The findings in respect of the audit carried out shall be implemented by the Service Provider as soon as possible.
The costs of the audit as described in paragraph 1 shall be borne by the Service Provider, in the event of non-trivial breaches of the obligations arising from the Data Processing Agreement. Otherwise, the costs shall be borne by the Controller.
11. Other Terms and Conditions
The Service Provider shall be liable towards the Controller for all consequences of the breach of this Data Processing Agreement, and shall indemnify the Controller against all claims by third parties, including any penalties, to the extent attributable to the Processor.
In the event that any of the provisions of this Agreement are held to be invalid or unenforceable in whole or in part, all other provisions will nevertheless continue to be valid and enforceable with the invalid or unenforceable parts severed from the remainder of this Agreement.
Certification as required by Section 1798.40 CCPA:
As the person receiving the personal information I hereby certify that I understand the following restrictions and will comply with them.
This agreement prohibits me from:
- Selling the personal information.
- Retaining, using, or disclosing the personal information for any purpose other than for the specific purpose of performing the services specified in the contract, including retaining, using, or disclosing the personal information for a commercial purpose other than providing the services specified in the contract.
- Retaining, using, or disclosing the information outside of the direct business relationship between myself and the business.
This agreement takes effect when all parties have signed it, and its date is the date next to [or below] the signature of the last signer to sign it.

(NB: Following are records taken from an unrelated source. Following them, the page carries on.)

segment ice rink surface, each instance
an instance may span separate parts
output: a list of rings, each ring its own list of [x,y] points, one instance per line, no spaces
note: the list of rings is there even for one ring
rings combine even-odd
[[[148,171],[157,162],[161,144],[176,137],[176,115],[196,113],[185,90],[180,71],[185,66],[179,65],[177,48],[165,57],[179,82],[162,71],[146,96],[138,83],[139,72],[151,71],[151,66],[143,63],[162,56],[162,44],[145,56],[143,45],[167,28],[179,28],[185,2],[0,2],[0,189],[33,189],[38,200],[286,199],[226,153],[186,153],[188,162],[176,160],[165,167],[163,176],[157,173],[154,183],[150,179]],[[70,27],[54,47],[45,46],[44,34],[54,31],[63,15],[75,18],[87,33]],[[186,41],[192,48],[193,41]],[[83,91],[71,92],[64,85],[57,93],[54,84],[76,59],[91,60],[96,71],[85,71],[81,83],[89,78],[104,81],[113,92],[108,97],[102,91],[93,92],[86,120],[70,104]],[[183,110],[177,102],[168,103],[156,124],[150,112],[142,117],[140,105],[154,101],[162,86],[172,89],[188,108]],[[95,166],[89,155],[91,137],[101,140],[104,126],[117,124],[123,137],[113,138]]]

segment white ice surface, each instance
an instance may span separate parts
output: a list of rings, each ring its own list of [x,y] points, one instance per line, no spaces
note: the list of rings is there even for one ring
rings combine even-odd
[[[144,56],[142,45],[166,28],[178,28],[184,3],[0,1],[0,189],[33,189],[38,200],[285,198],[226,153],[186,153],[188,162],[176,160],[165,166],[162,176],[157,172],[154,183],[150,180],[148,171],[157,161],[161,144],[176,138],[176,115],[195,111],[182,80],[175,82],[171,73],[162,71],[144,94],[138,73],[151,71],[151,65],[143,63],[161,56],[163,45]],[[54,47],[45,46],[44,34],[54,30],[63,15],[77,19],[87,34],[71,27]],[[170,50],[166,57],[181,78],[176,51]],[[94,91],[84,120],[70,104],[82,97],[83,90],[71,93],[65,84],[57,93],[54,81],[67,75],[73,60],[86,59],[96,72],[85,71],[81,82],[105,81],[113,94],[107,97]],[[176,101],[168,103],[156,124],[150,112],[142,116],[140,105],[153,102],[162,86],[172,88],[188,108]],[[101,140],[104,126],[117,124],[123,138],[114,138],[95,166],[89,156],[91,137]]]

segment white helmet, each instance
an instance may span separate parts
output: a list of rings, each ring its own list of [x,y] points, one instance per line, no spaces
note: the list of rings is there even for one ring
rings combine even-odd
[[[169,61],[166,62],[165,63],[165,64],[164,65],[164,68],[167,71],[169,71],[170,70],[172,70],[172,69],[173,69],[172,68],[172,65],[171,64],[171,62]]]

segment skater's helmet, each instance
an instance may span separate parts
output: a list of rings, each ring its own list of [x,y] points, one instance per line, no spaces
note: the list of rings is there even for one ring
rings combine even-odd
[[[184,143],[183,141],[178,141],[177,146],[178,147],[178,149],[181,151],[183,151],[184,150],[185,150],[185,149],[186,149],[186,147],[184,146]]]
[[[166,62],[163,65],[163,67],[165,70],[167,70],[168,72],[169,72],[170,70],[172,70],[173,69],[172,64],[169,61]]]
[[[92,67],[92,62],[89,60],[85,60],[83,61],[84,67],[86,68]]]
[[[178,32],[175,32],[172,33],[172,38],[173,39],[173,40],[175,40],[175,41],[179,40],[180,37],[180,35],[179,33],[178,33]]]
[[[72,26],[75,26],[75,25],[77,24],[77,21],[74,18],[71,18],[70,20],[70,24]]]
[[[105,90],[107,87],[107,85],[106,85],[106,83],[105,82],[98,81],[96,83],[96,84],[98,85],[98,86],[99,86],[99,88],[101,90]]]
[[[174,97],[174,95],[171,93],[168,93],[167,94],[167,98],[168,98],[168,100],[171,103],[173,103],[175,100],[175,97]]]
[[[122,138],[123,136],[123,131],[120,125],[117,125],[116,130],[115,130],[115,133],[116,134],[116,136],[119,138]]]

___________ day of ____________
Annex 1: The Processing of Personal Data
Purpose of the processing
Processes of Customer Orders
Within the scope of the Data Processing Agreement, the Service Provider shall process the following Personal data on the instructions of the Controller:
- Name Address City
- Phone number
- Email address
Data subject categories
Personal data of the following groups of persons shall be processed:
Data subject categories
The Controller shall ensure that the purposes, personal data, and categories of data subjects described in this Annex 1 are complete and correct, and shall indemnify the Service Provider against any defects and claims resulting from an incorrect representation by the Controller.